I'm starting to see the idea behind the erlydb crud functions. They
serve as shorthand for common erlsql patterns. I shall take a good
long look at erlydb_base.erl

Thanks for the elucidation.

On Aug 12, 8:26 pm, "Yariv Sadan" <[EMAIL PROTECTED]> wrote:
> On Tue, Aug 12, 2008 at 5:24 AM, Buggaboo <[EMAIL PROTECTED]> wrote:
>
> > Would anyone please point me to a bunch of examples how those functions
> > in my models should/could/would be used?
>
> > I'd like to know for instance how to aggregate results from tables.
>
> > An example I'm working on:
>
> > I have 3 tables, entryT, entry_projectT, projectT.
>
> > I get a request for all entries pertaining to some project, so I get the
> > id from projectT.
>
> > <code>
> > ...
> > ProjectId = project:find_first({name, '=', ProjectName})
> > ...
> > </code>
>
> > Then I'd like to get all the entry_id(s) from entry_projectT. From that
> > entry_id(s) result from entry_projectT, I render all the entries in entryT.
>
> > <code>
> > ...
> > , EntryProjects = entry_project:find_max_with(N, ...(?)...)
> > , EntryIds = [ entry_project:entry_id(EP) || EP <- EntryProjects ]
> > , Entries = [ entry:find_id(Id) || Id <- EntryIds ] %%% N queries to db
> > ...
> > </code>
>
> > Firing off N queries is stupid. Denormalize? Maybe later. How do I
> > aggregate using crud?
>
> ErlyDB is designed for simple single-table queries (insert, update,
> select, delete). The exception is in many-to-many relations, which
> performs a join against the relation table. For more complex stuff the
> rule of thumb is to fall back on (Erl)SQL. To run your query
> efficiently, you could try this:
>
> EntryProjects = entry_project:find_max_with(N, ...(?)...),
> Entries = entry:find({id, in, [entry_project:entry_id(EP) | Ep <-
> EntryProjects]}).
>
> To optimize even further you could try
>
> entry:find({id, in, {select, [entry_id], from, entry_project, {limit, 5, 
> 10}}}).
>
> but to be honest I haven't tried using nested ErlSQL queries in ErlyDB
> expressions so you'd be venturing into uncharted territory.
>
>
>
>
>
> > I only use a handful of those functions because I simply have no idea
> > what they do. Is anyone secretly holding back documentation? If not
> > please share. I've been hacking some of my projects in erlyweb using
> > erlsql, which has more documentation about it.
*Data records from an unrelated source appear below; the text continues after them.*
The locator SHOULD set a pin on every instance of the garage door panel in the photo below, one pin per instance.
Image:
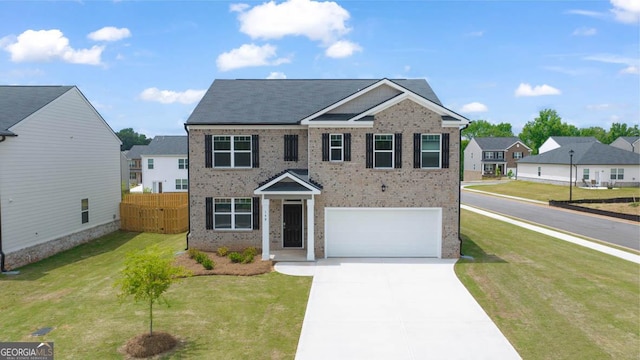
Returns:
(375, 232)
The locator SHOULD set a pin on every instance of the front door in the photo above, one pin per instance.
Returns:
(292, 225)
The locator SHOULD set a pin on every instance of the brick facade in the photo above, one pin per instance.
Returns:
(345, 184)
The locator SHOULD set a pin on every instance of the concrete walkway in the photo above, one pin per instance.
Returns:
(404, 309)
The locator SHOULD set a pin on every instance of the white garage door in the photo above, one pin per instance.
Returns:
(383, 232)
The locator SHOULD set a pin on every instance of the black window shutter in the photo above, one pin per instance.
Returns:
(255, 151)
(208, 158)
(209, 213)
(417, 155)
(445, 150)
(347, 146)
(398, 151)
(369, 157)
(256, 213)
(325, 147)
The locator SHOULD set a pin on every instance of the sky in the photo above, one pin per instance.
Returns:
(146, 64)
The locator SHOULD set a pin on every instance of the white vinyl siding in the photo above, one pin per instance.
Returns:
(63, 153)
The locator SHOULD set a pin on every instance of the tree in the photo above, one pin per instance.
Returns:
(146, 276)
(483, 128)
(548, 123)
(130, 138)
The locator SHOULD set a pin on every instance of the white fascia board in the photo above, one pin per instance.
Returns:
(260, 190)
(244, 127)
(306, 121)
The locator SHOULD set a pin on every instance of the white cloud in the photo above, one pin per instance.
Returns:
(277, 75)
(584, 31)
(109, 33)
(48, 45)
(634, 70)
(249, 55)
(538, 90)
(626, 11)
(342, 49)
(169, 97)
(474, 107)
(318, 21)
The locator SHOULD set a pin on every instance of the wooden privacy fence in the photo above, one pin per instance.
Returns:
(166, 213)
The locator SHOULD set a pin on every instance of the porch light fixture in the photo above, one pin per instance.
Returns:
(570, 175)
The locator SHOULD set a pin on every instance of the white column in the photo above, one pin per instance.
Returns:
(311, 249)
(265, 228)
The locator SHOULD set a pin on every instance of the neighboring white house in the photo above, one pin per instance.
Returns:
(164, 164)
(554, 142)
(629, 143)
(594, 164)
(59, 173)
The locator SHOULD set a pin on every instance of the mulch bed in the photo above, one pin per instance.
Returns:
(224, 266)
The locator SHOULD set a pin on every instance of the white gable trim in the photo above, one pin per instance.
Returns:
(406, 95)
(261, 189)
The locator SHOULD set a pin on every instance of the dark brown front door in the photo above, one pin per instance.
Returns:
(292, 225)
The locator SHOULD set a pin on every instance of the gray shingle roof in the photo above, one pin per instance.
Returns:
(166, 145)
(564, 140)
(282, 101)
(593, 153)
(497, 143)
(18, 102)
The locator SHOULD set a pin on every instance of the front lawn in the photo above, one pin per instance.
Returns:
(546, 192)
(216, 317)
(551, 299)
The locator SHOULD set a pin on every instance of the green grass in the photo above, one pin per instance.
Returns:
(217, 317)
(551, 299)
(546, 192)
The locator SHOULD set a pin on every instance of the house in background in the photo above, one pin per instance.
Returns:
(334, 168)
(594, 164)
(59, 173)
(483, 156)
(554, 142)
(164, 164)
(134, 159)
(629, 143)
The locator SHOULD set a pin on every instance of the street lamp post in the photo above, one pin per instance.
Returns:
(570, 175)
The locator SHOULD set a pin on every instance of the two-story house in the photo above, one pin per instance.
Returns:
(164, 164)
(339, 168)
(59, 173)
(489, 156)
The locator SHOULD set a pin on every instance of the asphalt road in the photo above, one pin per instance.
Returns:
(612, 231)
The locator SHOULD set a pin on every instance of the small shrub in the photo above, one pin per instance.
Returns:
(236, 257)
(208, 263)
(248, 258)
(222, 251)
(250, 251)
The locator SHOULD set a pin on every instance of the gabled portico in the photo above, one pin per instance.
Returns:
(294, 189)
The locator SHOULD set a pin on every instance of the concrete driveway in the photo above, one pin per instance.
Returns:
(393, 309)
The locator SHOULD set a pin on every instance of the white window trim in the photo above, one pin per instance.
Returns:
(233, 215)
(341, 147)
(392, 151)
(232, 151)
(439, 151)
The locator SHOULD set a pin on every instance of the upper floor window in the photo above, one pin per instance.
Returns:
(430, 151)
(617, 174)
(232, 151)
(383, 151)
(336, 146)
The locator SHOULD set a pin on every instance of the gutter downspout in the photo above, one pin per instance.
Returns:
(460, 188)
(188, 190)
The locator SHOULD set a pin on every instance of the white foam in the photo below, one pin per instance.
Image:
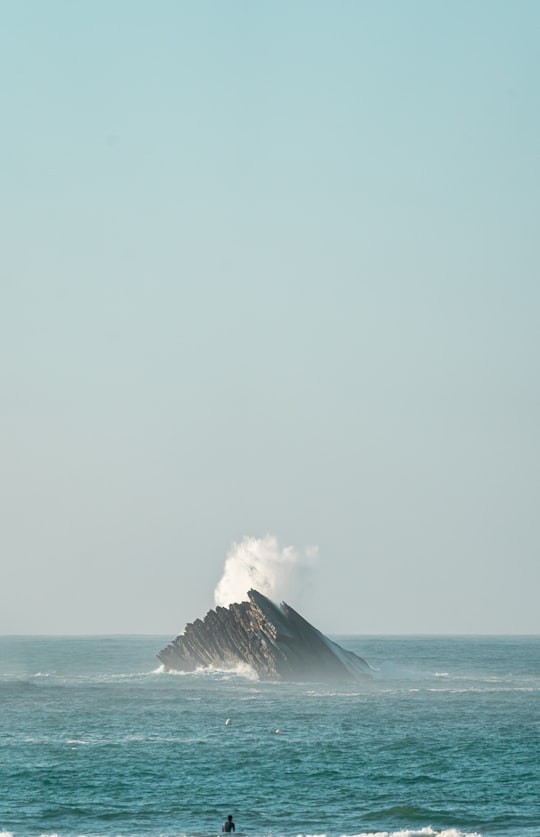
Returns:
(261, 563)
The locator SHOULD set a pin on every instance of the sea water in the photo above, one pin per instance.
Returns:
(96, 740)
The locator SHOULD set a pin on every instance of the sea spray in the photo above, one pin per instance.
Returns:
(261, 563)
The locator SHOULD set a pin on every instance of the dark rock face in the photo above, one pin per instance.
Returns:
(276, 642)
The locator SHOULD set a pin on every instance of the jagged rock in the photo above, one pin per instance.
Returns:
(276, 642)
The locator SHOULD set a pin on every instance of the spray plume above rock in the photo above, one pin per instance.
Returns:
(275, 641)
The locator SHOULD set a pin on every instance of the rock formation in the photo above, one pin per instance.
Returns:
(276, 642)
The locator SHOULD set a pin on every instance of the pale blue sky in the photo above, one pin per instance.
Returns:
(270, 267)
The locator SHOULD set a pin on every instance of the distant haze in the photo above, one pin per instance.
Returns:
(270, 278)
(281, 573)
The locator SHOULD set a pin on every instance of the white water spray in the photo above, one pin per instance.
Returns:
(275, 571)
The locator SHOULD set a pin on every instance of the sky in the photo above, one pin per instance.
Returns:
(269, 287)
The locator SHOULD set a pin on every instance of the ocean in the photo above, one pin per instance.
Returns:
(444, 741)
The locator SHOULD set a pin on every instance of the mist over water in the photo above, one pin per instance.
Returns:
(261, 563)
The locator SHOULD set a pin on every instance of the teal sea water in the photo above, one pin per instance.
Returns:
(96, 740)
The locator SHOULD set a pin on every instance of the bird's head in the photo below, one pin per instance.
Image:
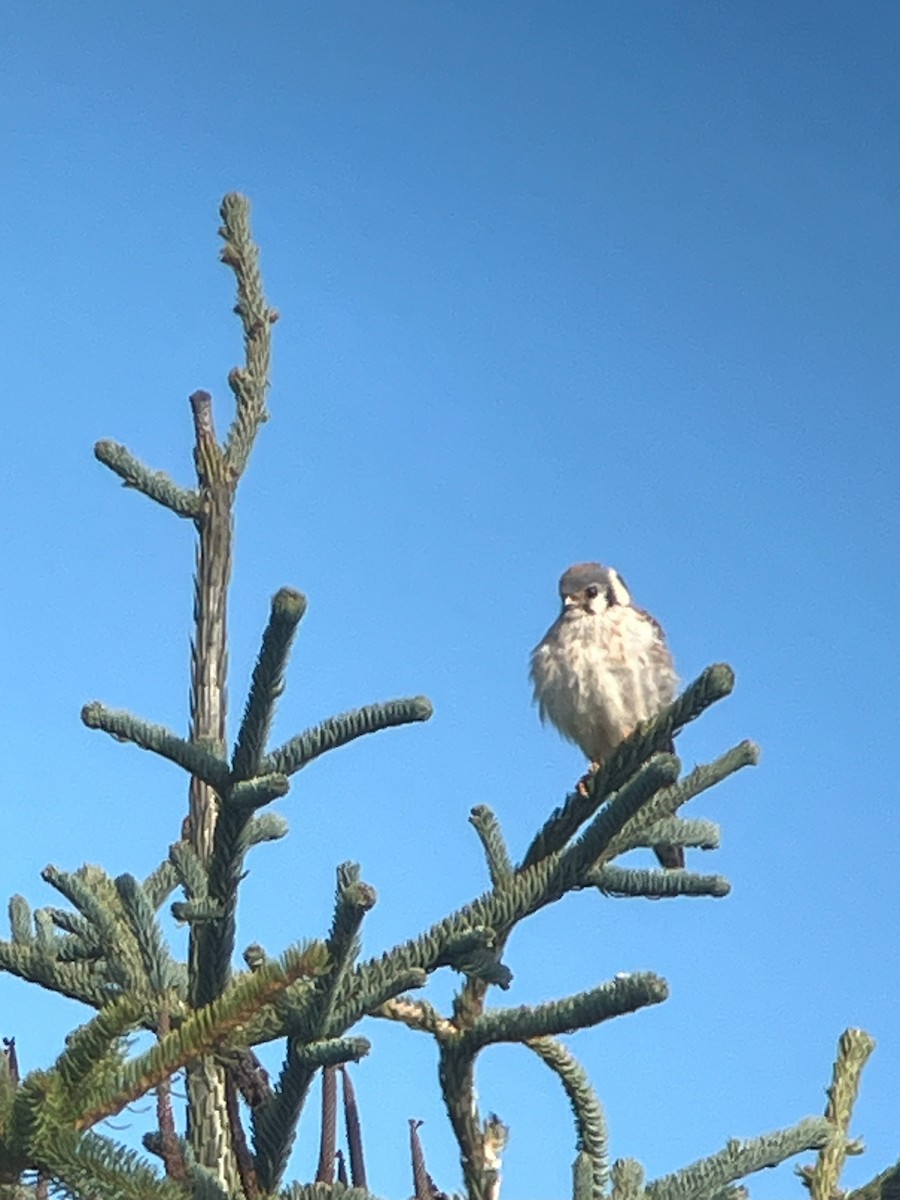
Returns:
(592, 588)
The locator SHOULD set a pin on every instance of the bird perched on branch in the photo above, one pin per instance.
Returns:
(603, 667)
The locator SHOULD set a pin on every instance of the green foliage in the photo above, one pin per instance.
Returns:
(108, 949)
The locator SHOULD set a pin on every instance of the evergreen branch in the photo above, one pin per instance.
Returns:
(335, 1191)
(622, 881)
(354, 1133)
(627, 1179)
(339, 731)
(702, 778)
(330, 1053)
(592, 1139)
(259, 791)
(739, 1159)
(456, 1073)
(161, 883)
(583, 1179)
(365, 991)
(190, 870)
(353, 900)
(487, 827)
(204, 1030)
(328, 1127)
(154, 484)
(215, 940)
(275, 1121)
(159, 965)
(94, 894)
(268, 683)
(417, 1014)
(96, 1168)
(853, 1050)
(192, 756)
(617, 811)
(21, 921)
(647, 739)
(250, 382)
(93, 1043)
(625, 994)
(696, 833)
(886, 1186)
(77, 981)
(265, 827)
(197, 912)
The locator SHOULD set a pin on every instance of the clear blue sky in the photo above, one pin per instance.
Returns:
(557, 281)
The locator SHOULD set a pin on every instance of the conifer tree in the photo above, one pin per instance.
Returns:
(107, 948)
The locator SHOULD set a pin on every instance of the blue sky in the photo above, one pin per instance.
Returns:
(557, 281)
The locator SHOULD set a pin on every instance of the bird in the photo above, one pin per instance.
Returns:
(603, 667)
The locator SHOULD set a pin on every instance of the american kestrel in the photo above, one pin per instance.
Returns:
(603, 667)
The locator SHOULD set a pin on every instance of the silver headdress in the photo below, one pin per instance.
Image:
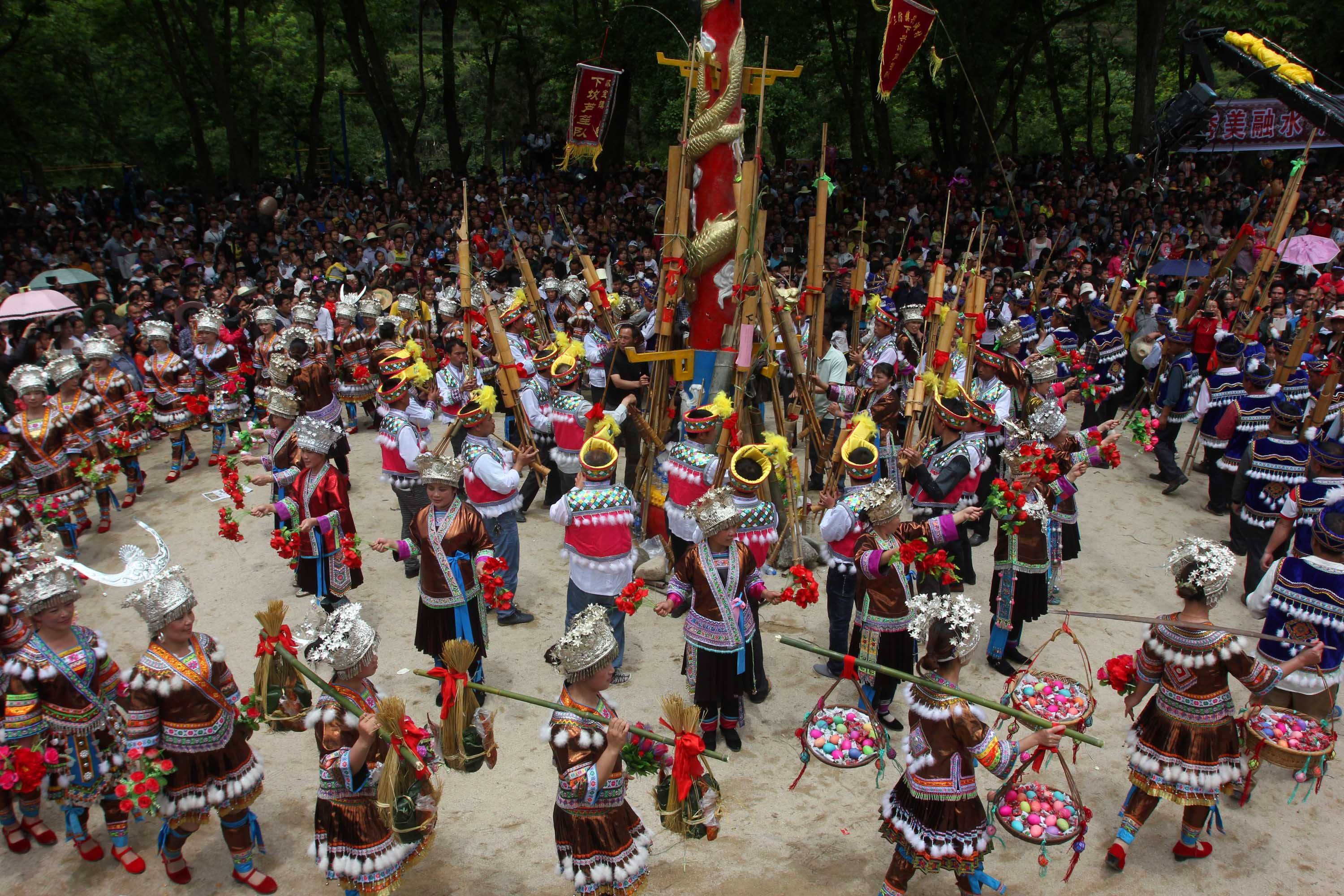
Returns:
(158, 330)
(441, 469)
(316, 436)
(304, 316)
(1213, 567)
(343, 640)
(64, 367)
(283, 402)
(100, 347)
(960, 612)
(43, 586)
(29, 378)
(1047, 421)
(210, 320)
(1043, 370)
(883, 501)
(166, 598)
(715, 511)
(588, 645)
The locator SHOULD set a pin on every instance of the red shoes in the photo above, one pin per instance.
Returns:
(182, 875)
(1199, 851)
(134, 866)
(265, 886)
(45, 837)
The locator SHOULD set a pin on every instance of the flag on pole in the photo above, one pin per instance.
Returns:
(590, 111)
(908, 26)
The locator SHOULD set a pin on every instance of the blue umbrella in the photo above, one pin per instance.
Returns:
(1179, 268)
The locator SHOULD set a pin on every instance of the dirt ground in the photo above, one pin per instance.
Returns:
(495, 827)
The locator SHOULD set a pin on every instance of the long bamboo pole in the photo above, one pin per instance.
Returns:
(1029, 718)
(590, 716)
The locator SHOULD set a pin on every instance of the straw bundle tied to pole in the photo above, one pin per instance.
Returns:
(689, 800)
(273, 677)
(408, 802)
(465, 734)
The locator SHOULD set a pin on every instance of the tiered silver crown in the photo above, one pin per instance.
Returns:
(343, 640)
(588, 645)
(316, 436)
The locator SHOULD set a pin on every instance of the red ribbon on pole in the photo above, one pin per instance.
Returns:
(410, 738)
(448, 688)
(686, 763)
(268, 645)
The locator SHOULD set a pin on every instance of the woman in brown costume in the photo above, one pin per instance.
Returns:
(600, 841)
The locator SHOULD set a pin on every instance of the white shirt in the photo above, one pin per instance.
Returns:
(608, 581)
(496, 476)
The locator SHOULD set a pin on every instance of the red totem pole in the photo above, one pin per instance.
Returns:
(714, 148)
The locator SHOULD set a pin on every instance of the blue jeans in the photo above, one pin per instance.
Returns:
(503, 530)
(840, 612)
(577, 599)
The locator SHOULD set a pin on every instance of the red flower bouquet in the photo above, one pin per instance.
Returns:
(228, 527)
(632, 597)
(1120, 673)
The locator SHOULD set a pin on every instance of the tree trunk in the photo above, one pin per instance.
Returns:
(315, 105)
(457, 155)
(1150, 26)
(177, 73)
(1105, 105)
(1066, 138)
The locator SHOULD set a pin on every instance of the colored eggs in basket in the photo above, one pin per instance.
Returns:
(1291, 731)
(1051, 699)
(843, 737)
(1037, 812)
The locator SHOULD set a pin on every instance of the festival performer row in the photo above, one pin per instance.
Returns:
(129, 416)
(933, 816)
(316, 517)
(168, 382)
(601, 845)
(713, 586)
(882, 618)
(451, 540)
(1185, 746)
(599, 519)
(181, 699)
(49, 447)
(492, 477)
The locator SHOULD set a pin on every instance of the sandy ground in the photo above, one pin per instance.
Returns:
(495, 827)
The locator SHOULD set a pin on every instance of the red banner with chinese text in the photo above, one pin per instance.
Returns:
(908, 26)
(1258, 125)
(590, 109)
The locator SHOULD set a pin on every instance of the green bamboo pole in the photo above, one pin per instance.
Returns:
(590, 716)
(346, 703)
(1030, 718)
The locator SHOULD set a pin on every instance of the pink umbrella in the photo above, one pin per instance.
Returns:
(35, 303)
(1308, 250)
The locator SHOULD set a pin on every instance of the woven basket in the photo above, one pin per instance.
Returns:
(1078, 722)
(1283, 757)
(858, 763)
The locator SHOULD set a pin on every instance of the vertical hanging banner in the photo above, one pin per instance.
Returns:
(590, 111)
(908, 26)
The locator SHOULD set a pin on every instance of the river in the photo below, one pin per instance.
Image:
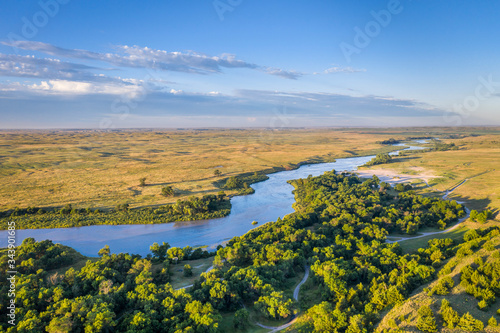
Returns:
(273, 198)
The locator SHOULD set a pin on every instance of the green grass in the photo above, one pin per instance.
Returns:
(459, 299)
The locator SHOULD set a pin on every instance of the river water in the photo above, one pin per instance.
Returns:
(273, 198)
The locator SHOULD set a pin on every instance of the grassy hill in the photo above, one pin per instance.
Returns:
(472, 253)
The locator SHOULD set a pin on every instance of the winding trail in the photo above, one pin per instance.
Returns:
(446, 230)
(296, 297)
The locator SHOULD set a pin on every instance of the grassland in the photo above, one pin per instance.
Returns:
(459, 299)
(94, 169)
(476, 160)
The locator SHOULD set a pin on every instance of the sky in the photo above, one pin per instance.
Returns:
(240, 63)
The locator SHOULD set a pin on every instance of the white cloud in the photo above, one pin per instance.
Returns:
(145, 57)
(73, 88)
(338, 69)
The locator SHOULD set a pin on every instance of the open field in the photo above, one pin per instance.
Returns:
(102, 169)
(477, 160)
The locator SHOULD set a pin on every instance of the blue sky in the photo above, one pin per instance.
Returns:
(241, 63)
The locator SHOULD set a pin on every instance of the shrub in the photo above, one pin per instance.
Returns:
(469, 323)
(188, 271)
(426, 321)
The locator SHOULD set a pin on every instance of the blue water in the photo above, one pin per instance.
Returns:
(273, 198)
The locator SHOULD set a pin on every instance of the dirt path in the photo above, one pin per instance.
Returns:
(296, 297)
(439, 232)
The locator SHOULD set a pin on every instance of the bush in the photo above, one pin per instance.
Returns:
(241, 319)
(470, 324)
(233, 183)
(426, 321)
(168, 191)
(188, 271)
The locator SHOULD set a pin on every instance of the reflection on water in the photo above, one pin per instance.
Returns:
(273, 198)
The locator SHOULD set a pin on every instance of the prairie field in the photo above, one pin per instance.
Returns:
(476, 160)
(100, 169)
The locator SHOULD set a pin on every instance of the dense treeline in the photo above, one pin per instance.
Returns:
(338, 229)
(206, 207)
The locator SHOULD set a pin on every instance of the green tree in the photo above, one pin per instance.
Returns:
(240, 320)
(188, 271)
(233, 183)
(275, 305)
(426, 321)
(159, 251)
(469, 323)
(104, 251)
(175, 252)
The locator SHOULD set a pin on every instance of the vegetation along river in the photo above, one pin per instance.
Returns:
(273, 198)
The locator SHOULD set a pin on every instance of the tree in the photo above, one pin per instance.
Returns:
(399, 187)
(241, 319)
(233, 183)
(175, 252)
(275, 305)
(188, 271)
(159, 251)
(168, 191)
(470, 324)
(426, 321)
(104, 251)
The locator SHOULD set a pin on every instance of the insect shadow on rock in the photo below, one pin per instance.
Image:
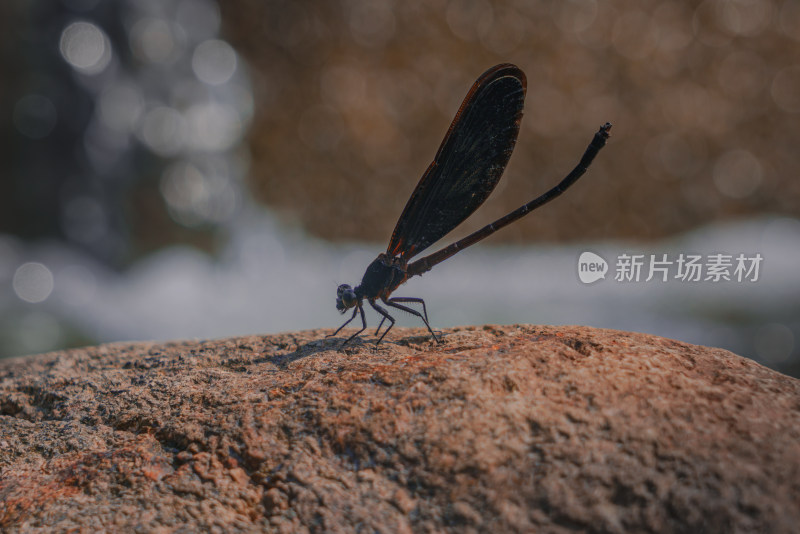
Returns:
(464, 172)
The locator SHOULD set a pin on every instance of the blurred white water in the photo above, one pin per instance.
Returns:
(270, 279)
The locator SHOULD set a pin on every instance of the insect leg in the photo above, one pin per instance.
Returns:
(355, 311)
(385, 316)
(363, 325)
(393, 302)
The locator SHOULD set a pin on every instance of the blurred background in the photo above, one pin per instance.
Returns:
(194, 169)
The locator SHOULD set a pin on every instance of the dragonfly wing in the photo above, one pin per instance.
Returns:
(469, 163)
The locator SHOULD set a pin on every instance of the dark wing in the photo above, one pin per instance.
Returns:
(469, 163)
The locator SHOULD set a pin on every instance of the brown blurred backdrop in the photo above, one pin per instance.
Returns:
(353, 98)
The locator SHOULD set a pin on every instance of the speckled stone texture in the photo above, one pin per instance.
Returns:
(497, 429)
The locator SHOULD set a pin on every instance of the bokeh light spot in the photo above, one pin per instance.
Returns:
(33, 282)
(85, 47)
(213, 127)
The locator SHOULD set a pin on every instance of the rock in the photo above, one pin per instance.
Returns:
(498, 429)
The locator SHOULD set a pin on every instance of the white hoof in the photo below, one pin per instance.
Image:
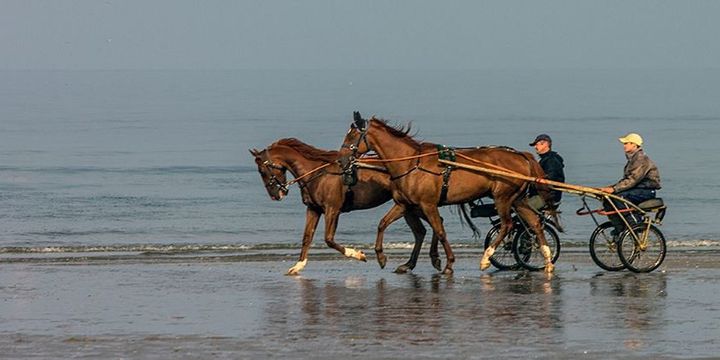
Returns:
(355, 254)
(485, 261)
(295, 270)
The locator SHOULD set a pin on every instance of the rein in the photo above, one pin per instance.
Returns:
(307, 174)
> > It would be a shame if I were be forced to use erlsql, since I suspect
> > those crud thingies are better than this low-level sql hacking.
>
> > Things I know so far:
>
> > functions that match the name of a field are get/setters. The gets are
> > arity 1. The sets are arity 2. First parameter is for the record, Second
> > for the value to be changed.
>
> > max, sum, find, find_first etc. are all pretty easy to grok.
>
> > An few examples about each would be nice though.
>
> ErlyDB is a rather shallow layer over ErlSQL and if you really want to
> know what it does you can look at erlydb_base.erl. Which functions are
> you unsure about? Besides what you mentioned there are a couple of
> other patterns: every function "base" e.g. "find" has 4 variaties:
> find(), find(Where), find_with(Extras) and find(Where, Extras). Extras
> are modifiers such as {limit, X} and {order_by, Foo}. 'Where' is a
> where expression e.g. {id,'=',5}. Pretty much all the functions that
> generate SELECT queries have these 4 varieties.